It’s the most wonderful time of the year! Shopping for gifts, decorating the house, baking goodies, attending parties, visiting family…there are so many fun and exciting things to do! With all these wonderful events, who wouldn’t be happy all the time? Unfortunately, often the answer is children, and especially children with any type of sensory processing disorder. So it’s important that parents should stay on top of the parenting game instead of giving into a laxer parenting style during the season.
The holidays should be a time of joy but with all the colorful lights, sweet treats, delicious scents, entertaining sounds, and things to play with, sensory overload is in full effect. Routines are upended and are replaced by parties, errands, and late nights. The magical season becomes chaos and children are expected to be on their best behavior. Adults have a hard enough time maintaining their sanity in the midst of it all, so why should children be expected to?
The anticipation of time off from school, presents, cookies, and more gets children excited. They begin the holiday season with happiness and cheer, but they quickly become exhausted and cranky from the over-stimulation in the environment. Even the most laid-back children get overwhelmed. Handling all of this is even more difficult for younger children and ones that are already challenged by sensory stimuli on a regular basis. The extra stimuli can cause children to be more reactive in situations and behavior issues may result.

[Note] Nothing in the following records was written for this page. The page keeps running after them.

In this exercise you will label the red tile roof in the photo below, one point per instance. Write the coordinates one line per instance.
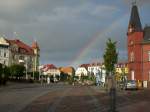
(49, 66)
(35, 45)
(28, 50)
(85, 65)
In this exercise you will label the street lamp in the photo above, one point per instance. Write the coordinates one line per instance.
(112, 93)
(26, 68)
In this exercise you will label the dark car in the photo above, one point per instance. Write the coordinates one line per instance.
(131, 84)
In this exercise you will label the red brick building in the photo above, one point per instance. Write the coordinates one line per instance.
(138, 43)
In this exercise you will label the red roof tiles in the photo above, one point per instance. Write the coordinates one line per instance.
(23, 48)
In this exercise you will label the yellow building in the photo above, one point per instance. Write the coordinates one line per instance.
(121, 71)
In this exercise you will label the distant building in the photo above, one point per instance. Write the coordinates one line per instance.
(50, 70)
(17, 52)
(68, 70)
(94, 69)
(138, 44)
(82, 70)
(121, 71)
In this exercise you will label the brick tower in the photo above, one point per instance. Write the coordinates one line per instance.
(134, 39)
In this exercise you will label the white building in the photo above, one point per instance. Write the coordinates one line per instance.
(50, 70)
(81, 71)
(17, 52)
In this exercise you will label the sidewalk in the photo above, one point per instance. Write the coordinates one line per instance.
(17, 85)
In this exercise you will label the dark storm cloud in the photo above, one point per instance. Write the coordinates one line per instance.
(63, 27)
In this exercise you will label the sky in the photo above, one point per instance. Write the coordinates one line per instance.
(70, 32)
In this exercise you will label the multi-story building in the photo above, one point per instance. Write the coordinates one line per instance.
(17, 52)
(138, 43)
(82, 70)
(121, 71)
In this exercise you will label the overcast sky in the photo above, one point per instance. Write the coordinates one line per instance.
(70, 32)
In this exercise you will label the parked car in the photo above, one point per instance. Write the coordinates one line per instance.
(131, 84)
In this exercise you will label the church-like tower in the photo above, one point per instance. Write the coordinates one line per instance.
(134, 39)
(36, 51)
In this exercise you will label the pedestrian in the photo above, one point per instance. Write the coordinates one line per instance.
(48, 80)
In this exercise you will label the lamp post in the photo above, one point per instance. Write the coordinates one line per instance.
(26, 68)
(112, 93)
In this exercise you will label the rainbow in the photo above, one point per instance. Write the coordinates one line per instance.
(95, 39)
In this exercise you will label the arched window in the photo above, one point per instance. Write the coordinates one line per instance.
(131, 57)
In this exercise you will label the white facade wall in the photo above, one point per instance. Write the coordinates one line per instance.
(81, 71)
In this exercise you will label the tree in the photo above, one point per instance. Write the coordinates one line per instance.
(110, 59)
(17, 70)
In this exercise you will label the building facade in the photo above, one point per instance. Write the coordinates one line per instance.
(138, 43)
(17, 52)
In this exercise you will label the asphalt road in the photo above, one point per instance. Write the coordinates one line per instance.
(67, 98)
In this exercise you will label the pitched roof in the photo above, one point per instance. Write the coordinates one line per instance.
(135, 22)
(85, 65)
(147, 33)
(67, 70)
(49, 66)
(35, 45)
(22, 45)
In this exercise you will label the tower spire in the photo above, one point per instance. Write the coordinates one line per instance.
(134, 22)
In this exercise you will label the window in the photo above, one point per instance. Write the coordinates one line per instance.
(132, 75)
(5, 54)
(131, 57)
(148, 55)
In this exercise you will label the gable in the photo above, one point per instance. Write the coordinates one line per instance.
(3, 41)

These behavior issues often arise due to unclear rules, unrealistic expectations, and schedule changes. Parents often assume that because the holiday season is “magical,” their children will automatically behave. Sadly, this is not the case. When children misbehave during the holidays, many parents resort to shouting, threatening to call Santa, or taking presents away. And yes, parents may win but everyone ends up feeling exhausted and terrible.
In order to set children up for success during the holiday season, it is wise to keep some routines in place such as snack times and bedtimes and try to schedule only one holiday event each day. It is also good to let children help with things, so they feel like they are a part of it all. It’s also essential that parents give their children attention in the midst of all the hustle and bustle. One of the best ways to make parenting during the holidays the most successful is by utilizing the eight Parenting SKILLZ that were developed by SKILLZ founder, Melody Johnson.
The holidays should be a joyful time of year and to keep things magical, it is vital to maintain some sort of schedule and recognize when children are being good when they are in the middle of all the disorder. Being patient and adaptable and being attuned to children’s needs are just a few of the things for parents to do. Creating meaningful connections and being consistent will help children feel more secure and happy throughout the holiday season.